Vol. 2005 No. 1 (2005)
Topological Data Analysis in Ghana: Spectral Methods and Condition-Number Analysis for Traffic-Flow Optimization
Abstract
Topological Data Analysis (TDA) is a method in mathematics that uses topological concepts to analyse complex data structures. In Ghana, TDA has been applied to various fields such as environmental monitoring and healthcare diagnostics. Spectral methods will be employed to extract topological features from traffic data, including velocity profiles and density maps.

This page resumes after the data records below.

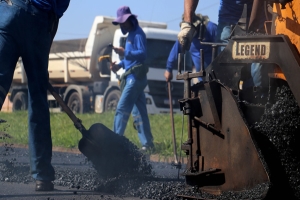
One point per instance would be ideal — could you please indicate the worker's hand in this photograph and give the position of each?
(113, 67)
(119, 50)
(186, 34)
(168, 76)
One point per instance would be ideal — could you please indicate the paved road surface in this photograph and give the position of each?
(16, 183)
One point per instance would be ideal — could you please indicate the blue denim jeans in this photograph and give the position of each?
(133, 100)
(25, 32)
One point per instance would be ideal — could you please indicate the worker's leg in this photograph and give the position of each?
(129, 95)
(8, 48)
(256, 74)
(36, 43)
(141, 121)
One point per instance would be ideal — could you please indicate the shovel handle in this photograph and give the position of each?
(172, 122)
(77, 121)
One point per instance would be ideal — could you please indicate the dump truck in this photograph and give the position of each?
(88, 85)
(240, 142)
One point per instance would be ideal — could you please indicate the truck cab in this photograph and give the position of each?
(87, 85)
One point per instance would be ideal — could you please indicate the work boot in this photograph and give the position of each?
(44, 186)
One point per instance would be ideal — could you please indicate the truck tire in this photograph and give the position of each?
(112, 100)
(20, 101)
(75, 103)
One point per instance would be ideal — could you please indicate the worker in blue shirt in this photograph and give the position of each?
(27, 29)
(134, 80)
(230, 11)
(209, 36)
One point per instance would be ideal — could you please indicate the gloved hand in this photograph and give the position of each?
(185, 36)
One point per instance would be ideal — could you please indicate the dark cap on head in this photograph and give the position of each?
(123, 13)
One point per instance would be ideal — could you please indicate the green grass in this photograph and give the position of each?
(64, 133)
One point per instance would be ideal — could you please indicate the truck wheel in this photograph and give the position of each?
(112, 100)
(75, 103)
(20, 101)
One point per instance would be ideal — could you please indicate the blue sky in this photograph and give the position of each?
(78, 19)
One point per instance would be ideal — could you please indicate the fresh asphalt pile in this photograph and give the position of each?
(278, 137)
(76, 172)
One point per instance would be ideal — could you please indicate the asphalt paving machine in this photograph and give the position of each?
(224, 150)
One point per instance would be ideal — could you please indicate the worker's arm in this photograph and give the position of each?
(188, 30)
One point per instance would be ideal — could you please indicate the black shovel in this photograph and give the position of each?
(96, 143)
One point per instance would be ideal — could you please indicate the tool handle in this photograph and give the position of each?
(77, 121)
(172, 122)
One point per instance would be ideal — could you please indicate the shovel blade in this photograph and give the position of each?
(106, 150)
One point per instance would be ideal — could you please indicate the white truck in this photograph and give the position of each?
(87, 85)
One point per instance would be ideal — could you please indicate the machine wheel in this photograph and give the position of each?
(112, 100)
(75, 103)
(20, 101)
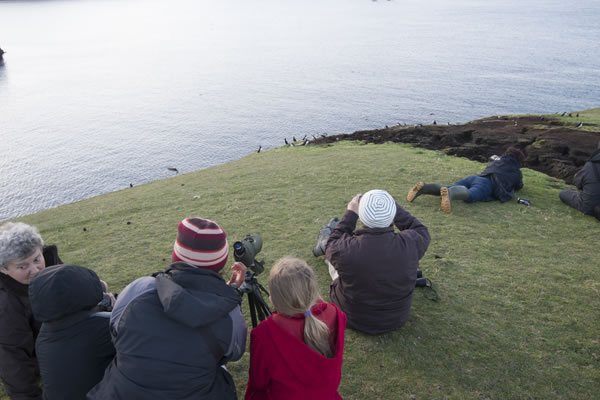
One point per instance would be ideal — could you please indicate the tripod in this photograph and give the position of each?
(256, 302)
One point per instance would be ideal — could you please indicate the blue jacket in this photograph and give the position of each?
(506, 176)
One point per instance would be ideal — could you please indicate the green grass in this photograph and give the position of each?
(590, 119)
(520, 288)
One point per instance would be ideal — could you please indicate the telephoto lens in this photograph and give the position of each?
(421, 282)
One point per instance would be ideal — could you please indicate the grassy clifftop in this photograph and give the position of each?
(519, 286)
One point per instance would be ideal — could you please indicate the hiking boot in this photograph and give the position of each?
(423, 188)
(452, 193)
(319, 248)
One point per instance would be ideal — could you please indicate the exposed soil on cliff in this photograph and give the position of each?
(551, 146)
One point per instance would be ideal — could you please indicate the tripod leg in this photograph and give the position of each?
(252, 306)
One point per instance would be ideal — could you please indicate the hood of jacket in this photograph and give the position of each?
(62, 290)
(193, 296)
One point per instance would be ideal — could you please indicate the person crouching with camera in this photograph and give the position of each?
(22, 256)
(297, 352)
(174, 331)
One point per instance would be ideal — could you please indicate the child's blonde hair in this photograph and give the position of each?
(294, 290)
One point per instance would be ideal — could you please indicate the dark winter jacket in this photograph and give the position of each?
(18, 330)
(506, 176)
(172, 333)
(587, 180)
(377, 270)
(74, 345)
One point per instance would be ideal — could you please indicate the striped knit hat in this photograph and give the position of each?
(377, 209)
(202, 243)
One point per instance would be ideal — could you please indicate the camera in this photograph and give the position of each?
(246, 250)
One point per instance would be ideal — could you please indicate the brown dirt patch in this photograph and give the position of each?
(551, 147)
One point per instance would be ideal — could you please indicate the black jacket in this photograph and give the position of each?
(18, 330)
(158, 327)
(506, 176)
(587, 180)
(74, 344)
(377, 270)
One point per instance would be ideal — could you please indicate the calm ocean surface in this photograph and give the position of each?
(98, 94)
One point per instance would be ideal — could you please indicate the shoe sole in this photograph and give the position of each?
(412, 193)
(446, 206)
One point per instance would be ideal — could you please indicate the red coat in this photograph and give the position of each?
(283, 367)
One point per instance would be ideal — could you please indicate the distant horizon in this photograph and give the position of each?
(99, 95)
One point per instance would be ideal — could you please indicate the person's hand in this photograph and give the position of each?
(112, 298)
(238, 275)
(353, 205)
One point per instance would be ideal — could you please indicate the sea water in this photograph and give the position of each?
(96, 95)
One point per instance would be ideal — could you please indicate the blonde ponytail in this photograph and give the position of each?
(294, 290)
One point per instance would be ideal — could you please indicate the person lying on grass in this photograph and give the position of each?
(587, 180)
(174, 331)
(374, 269)
(296, 353)
(498, 181)
(22, 256)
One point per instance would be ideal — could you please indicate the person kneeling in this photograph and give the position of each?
(174, 331)
(22, 256)
(74, 345)
(297, 352)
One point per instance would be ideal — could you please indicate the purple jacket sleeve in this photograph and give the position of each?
(18, 366)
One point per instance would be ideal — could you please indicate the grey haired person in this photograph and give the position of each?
(22, 256)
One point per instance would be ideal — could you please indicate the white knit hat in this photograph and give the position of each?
(377, 209)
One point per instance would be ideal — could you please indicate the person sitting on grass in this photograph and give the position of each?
(22, 256)
(296, 353)
(74, 345)
(174, 331)
(587, 181)
(498, 181)
(374, 269)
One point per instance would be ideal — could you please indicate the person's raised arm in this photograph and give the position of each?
(409, 225)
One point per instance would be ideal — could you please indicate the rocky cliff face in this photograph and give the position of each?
(551, 147)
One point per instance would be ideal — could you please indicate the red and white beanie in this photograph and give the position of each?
(202, 243)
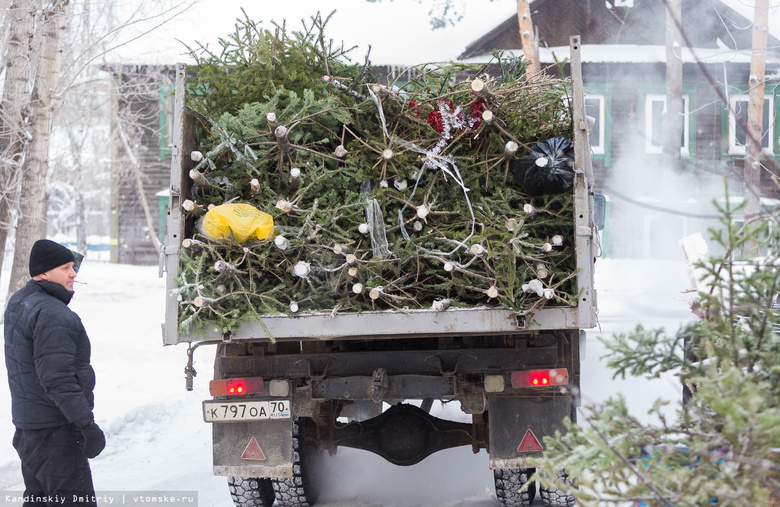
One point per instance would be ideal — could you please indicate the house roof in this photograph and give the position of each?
(713, 27)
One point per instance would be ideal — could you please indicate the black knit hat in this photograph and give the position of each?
(47, 255)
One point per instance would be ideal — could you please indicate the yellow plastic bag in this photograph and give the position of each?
(238, 221)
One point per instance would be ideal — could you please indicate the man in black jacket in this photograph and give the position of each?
(47, 354)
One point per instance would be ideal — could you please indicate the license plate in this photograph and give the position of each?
(233, 411)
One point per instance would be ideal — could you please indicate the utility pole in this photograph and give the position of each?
(528, 38)
(755, 122)
(673, 121)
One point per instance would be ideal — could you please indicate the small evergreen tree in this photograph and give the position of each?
(724, 445)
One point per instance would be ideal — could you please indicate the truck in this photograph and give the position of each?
(289, 387)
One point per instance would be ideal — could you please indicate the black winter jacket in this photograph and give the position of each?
(47, 354)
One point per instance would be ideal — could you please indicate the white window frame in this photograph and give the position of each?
(736, 148)
(685, 149)
(598, 148)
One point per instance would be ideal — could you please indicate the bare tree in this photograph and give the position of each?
(53, 21)
(14, 134)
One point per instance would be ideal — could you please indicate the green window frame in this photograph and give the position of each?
(650, 97)
(732, 132)
(166, 101)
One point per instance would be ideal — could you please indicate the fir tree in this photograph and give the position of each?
(724, 445)
(383, 196)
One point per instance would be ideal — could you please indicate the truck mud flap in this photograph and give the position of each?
(517, 425)
(254, 449)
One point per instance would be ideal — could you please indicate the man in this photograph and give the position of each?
(47, 354)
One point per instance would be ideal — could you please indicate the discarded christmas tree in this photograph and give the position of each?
(387, 196)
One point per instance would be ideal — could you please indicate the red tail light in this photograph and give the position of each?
(540, 378)
(236, 386)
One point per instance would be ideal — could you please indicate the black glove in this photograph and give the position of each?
(94, 440)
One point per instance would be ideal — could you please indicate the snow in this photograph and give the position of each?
(157, 440)
(364, 23)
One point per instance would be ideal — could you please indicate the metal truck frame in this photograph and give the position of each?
(324, 382)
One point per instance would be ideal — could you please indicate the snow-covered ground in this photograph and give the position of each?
(157, 441)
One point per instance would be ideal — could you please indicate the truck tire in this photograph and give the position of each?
(508, 482)
(302, 490)
(252, 492)
(554, 497)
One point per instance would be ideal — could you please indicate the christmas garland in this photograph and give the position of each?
(383, 197)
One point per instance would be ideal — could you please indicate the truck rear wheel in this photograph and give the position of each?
(554, 497)
(508, 483)
(252, 492)
(303, 489)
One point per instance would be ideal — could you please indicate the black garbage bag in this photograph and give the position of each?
(548, 169)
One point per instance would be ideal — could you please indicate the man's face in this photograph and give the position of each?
(64, 275)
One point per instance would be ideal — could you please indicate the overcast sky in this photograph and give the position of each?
(399, 31)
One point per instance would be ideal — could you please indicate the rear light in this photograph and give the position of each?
(236, 386)
(540, 378)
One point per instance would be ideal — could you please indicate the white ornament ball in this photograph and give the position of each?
(302, 269)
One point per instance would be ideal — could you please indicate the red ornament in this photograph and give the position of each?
(413, 106)
(435, 121)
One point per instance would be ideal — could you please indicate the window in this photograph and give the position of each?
(738, 121)
(594, 107)
(598, 105)
(166, 101)
(655, 116)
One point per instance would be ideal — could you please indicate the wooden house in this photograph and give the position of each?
(142, 161)
(651, 207)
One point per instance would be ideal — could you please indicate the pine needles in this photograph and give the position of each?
(387, 196)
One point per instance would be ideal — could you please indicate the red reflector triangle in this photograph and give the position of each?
(253, 451)
(529, 443)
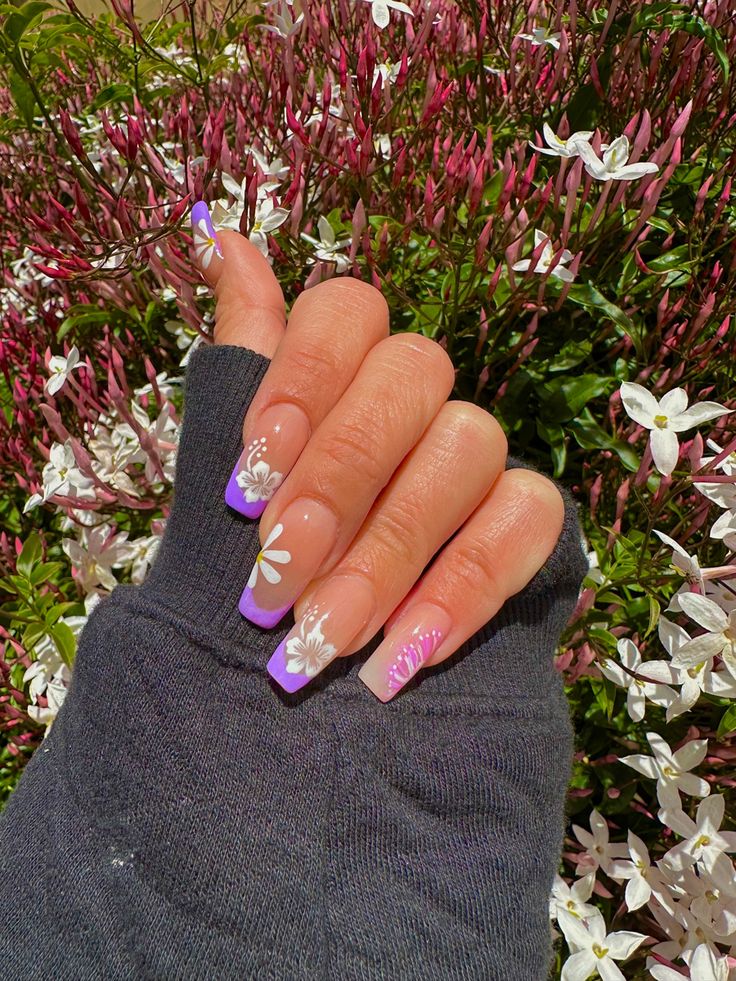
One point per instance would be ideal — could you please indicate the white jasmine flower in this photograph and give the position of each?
(61, 477)
(640, 872)
(327, 249)
(142, 551)
(720, 639)
(388, 71)
(573, 898)
(594, 951)
(285, 26)
(704, 965)
(60, 369)
(95, 554)
(541, 36)
(266, 556)
(380, 10)
(704, 843)
(670, 770)
(613, 166)
(268, 218)
(545, 260)
(637, 689)
(561, 148)
(599, 851)
(665, 418)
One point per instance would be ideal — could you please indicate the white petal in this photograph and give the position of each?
(379, 10)
(639, 403)
(580, 966)
(673, 402)
(275, 532)
(623, 943)
(277, 555)
(269, 573)
(643, 764)
(704, 611)
(701, 412)
(665, 450)
(617, 154)
(632, 171)
(594, 166)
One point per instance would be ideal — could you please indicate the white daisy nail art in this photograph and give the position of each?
(307, 652)
(268, 555)
(257, 480)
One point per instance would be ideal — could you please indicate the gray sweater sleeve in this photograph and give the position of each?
(187, 819)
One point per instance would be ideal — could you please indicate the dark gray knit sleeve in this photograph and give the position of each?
(185, 818)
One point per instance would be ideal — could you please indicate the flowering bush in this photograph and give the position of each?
(544, 190)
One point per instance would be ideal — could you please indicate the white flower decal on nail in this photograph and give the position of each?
(306, 652)
(256, 479)
(268, 555)
(205, 245)
(411, 657)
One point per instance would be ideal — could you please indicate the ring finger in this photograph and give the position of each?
(464, 450)
(320, 507)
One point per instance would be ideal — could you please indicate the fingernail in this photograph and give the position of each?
(289, 558)
(206, 242)
(340, 608)
(279, 436)
(405, 650)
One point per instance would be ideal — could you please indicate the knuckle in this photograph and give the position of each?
(399, 535)
(424, 353)
(538, 491)
(478, 426)
(313, 362)
(474, 570)
(361, 300)
(352, 448)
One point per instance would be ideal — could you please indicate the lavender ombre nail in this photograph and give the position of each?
(206, 242)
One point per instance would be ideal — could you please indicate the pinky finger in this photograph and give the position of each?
(496, 553)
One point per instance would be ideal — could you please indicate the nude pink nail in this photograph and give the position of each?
(279, 435)
(405, 650)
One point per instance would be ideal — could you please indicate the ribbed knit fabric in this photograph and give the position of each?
(187, 819)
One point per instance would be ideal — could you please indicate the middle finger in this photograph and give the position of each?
(314, 515)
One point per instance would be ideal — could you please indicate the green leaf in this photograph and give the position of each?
(590, 435)
(727, 723)
(110, 94)
(66, 642)
(22, 19)
(30, 554)
(555, 437)
(587, 296)
(654, 613)
(564, 398)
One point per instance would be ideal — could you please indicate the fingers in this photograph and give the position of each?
(497, 552)
(250, 309)
(445, 476)
(398, 390)
(332, 327)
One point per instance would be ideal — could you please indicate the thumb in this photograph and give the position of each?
(250, 310)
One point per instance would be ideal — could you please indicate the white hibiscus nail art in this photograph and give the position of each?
(268, 555)
(205, 246)
(307, 652)
(256, 479)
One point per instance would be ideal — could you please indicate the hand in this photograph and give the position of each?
(361, 470)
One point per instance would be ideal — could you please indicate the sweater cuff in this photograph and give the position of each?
(208, 549)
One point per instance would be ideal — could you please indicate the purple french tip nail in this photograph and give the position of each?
(235, 498)
(256, 614)
(206, 242)
(276, 667)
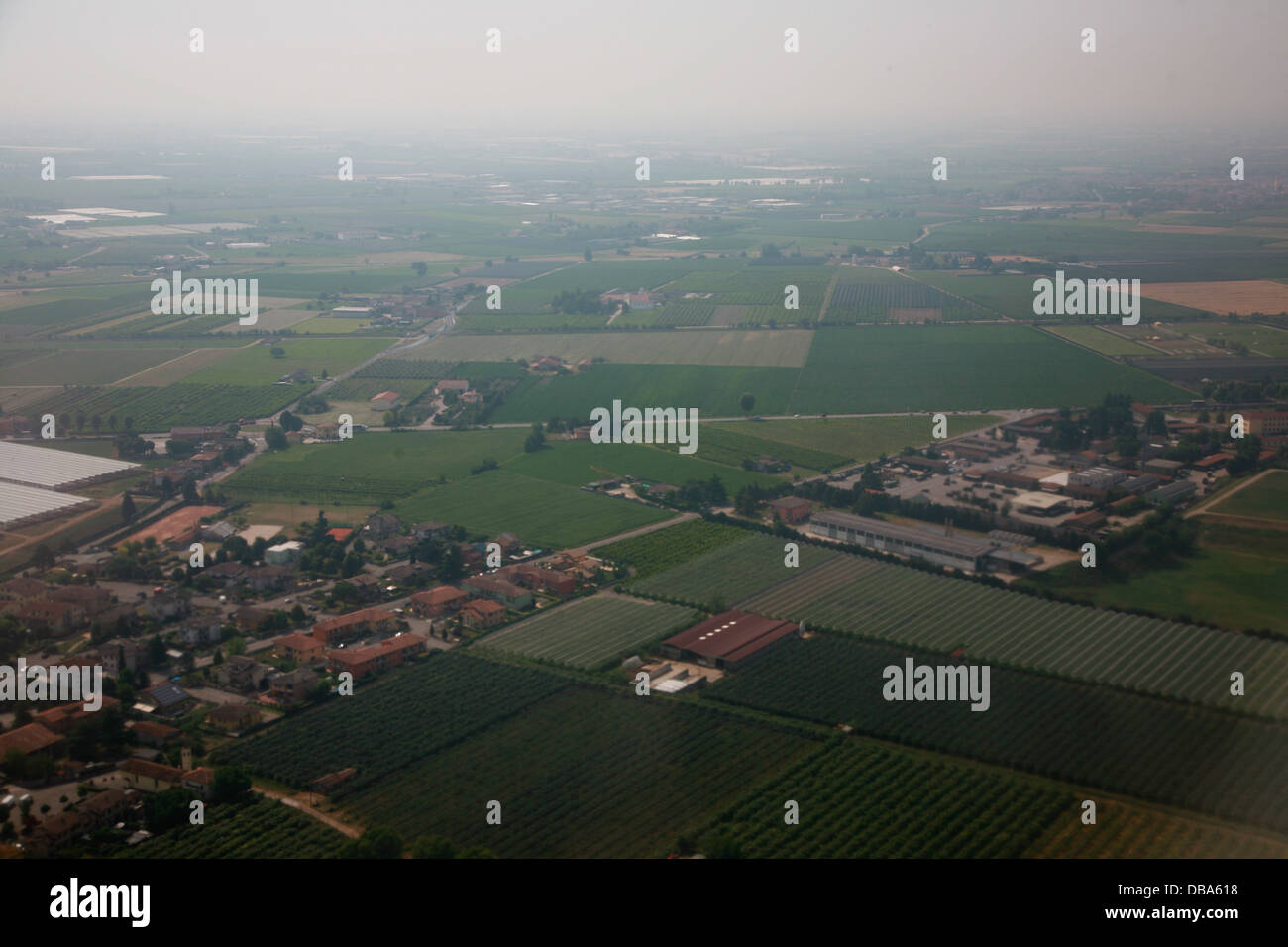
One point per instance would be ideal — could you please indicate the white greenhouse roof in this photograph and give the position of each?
(46, 467)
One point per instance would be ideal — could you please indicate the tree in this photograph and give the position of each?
(275, 440)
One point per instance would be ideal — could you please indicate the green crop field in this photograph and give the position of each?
(86, 367)
(1125, 830)
(734, 347)
(715, 390)
(257, 367)
(1091, 239)
(866, 294)
(452, 694)
(722, 577)
(258, 828)
(1091, 736)
(1266, 499)
(1265, 339)
(858, 800)
(584, 774)
(1013, 295)
(733, 444)
(576, 463)
(894, 603)
(1100, 341)
(591, 631)
(160, 408)
(848, 438)
(1234, 581)
(960, 368)
(372, 467)
(661, 549)
(539, 512)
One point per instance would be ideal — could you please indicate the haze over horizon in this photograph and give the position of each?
(647, 71)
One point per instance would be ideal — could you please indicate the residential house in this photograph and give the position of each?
(366, 621)
(153, 733)
(299, 647)
(377, 657)
(294, 685)
(437, 602)
(791, 509)
(167, 698)
(482, 613)
(500, 590)
(151, 777)
(233, 716)
(241, 673)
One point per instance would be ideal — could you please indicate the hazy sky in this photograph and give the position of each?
(645, 68)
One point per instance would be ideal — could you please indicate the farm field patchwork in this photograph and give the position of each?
(747, 347)
(960, 368)
(1266, 499)
(874, 801)
(661, 549)
(258, 828)
(715, 390)
(257, 365)
(160, 408)
(454, 694)
(1093, 736)
(848, 438)
(1100, 341)
(373, 467)
(896, 603)
(590, 631)
(537, 512)
(722, 577)
(584, 774)
(1239, 296)
(576, 463)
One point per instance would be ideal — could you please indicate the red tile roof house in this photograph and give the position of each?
(153, 733)
(728, 639)
(438, 602)
(483, 613)
(30, 738)
(506, 592)
(355, 624)
(299, 647)
(375, 657)
(791, 509)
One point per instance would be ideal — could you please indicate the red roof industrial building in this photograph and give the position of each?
(726, 639)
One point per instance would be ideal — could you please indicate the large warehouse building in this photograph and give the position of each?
(726, 639)
(913, 541)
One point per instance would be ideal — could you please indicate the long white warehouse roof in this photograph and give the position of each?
(18, 502)
(46, 467)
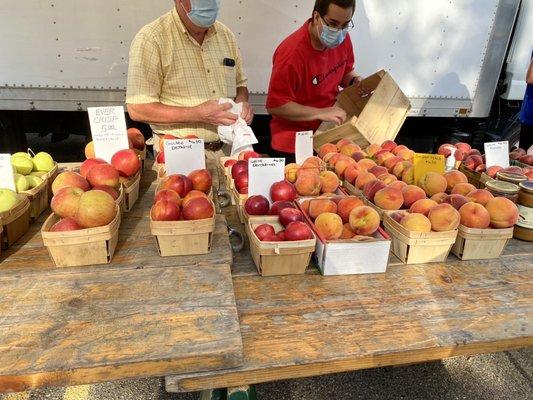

A spectral decomposition technique will be used to analyse these features. Condition-number analysis will be applied to ensure robustness of optimization models against noise in the data. Directional patterns in traffic flow were identified using persistent homology, revealing significant congestion at intersections with high pedestrian activity. The condition-number analysis indicated that optimising traffic lights at these intersections could reduce travel delays by up to 20%. The spectral methods and condition-number analysis provide a robust framework for optimising traffic flow in Ghana's urban areas, with potential impacts on reducing congestion and improving public transport efficiency. Implementing the optimised traffic-light schedules should be integrated into city planning strategies to enhance overall urban mobility. Further research is recommended to validate these findings across different urban settings. Topological Data Analysis, Traffic Optimization, Spectral Methods, Condition-Number Analysis, Ghana Model selection is formalised as $\hat{\theta}=argmin_{\theta\in\Theta}\{L(\theta)+\lambda\,\Omega(\theta)\}$ with consistency under mild identifiability assumptions.